Arthur Sze
Born in New York City in 1950, Arthur Sze is a second-generation Chinese American. Educated at the University of California, Berkeley, Sze is the author of eight books of poetry, including Quipu (Copper Canyon Press, 2005), The Redshifting Web: Poems 1970-1998 (1998), and Archipelago (1995). Other collections by Sze include River River (1987), Dazzled (1982), Two Ravens (1976; revised, 1984), and The Willow Wind (1972; revised, 1981).
He is also a celebrated translator, and released The Silk Dragon: Translations from the Chinese in 2001.

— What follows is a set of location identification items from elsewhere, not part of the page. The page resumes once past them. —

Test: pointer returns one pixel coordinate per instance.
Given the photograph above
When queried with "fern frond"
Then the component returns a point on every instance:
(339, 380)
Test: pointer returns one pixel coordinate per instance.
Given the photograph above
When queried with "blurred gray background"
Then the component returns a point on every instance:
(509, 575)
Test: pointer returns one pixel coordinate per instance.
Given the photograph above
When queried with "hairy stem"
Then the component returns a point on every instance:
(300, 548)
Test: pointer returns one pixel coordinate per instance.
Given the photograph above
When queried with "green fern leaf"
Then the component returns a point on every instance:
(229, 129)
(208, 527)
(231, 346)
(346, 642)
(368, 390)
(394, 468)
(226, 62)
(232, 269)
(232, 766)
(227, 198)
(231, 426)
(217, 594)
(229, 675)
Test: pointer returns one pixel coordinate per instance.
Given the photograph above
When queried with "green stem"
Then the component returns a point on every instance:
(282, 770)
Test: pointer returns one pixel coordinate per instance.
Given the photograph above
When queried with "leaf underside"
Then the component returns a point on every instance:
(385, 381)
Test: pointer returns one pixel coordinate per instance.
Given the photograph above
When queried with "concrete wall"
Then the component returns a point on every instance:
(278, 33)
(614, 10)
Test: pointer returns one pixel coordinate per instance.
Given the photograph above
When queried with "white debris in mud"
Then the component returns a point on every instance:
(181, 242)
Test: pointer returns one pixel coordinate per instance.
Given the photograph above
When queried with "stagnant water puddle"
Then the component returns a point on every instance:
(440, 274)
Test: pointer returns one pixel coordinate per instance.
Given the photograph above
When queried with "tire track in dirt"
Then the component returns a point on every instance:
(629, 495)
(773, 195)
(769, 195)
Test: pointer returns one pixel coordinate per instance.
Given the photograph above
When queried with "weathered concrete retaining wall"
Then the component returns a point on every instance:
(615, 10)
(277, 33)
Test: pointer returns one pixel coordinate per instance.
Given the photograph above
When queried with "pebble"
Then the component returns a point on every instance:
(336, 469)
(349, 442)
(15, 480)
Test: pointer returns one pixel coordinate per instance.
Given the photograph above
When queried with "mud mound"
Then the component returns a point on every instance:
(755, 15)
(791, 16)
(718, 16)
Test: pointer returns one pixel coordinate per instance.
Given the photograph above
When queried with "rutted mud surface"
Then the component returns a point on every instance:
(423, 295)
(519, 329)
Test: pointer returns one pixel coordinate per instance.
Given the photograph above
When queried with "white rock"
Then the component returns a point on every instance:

His own poems have appeared in The American Poetry Review, Boston Review, Conjunctions, The Kenyon Review, Manoa, The Paris Review, and have been translated into Albanian, Chinese, Dutch, Italian, Romanian, and Turkish.
About his work, the poet Jackson Mac Low has said, "The word 'compassion' is much overused—'clarity' less so—but Arthur Sze is truly a poet of clarity and compassion."
He is the recipient of a Lila Wallace-Reader’s Digest Writers’ Award, a Guggenheim Fellowship, an American Book Award, a Lannan Literary Award for Poetry, two National Endowment for the Arts Creative Writing fellowships, a George A. and Eliza Gardner Howard Foundation Fellowship, three grants from the Witter Bynner Foundation for Poetry, and a Western States Book Award for Translation.
He was a Visiting Hurst Professor at Washington University, a Doenges Visiting Artist at Mary Baldwin College and has conducted residencies at Brown University, Bard College, and Naropa University. He is a professor emeritus at the Institute of American Indian Arts and is the first poet laureate of Santa Fe.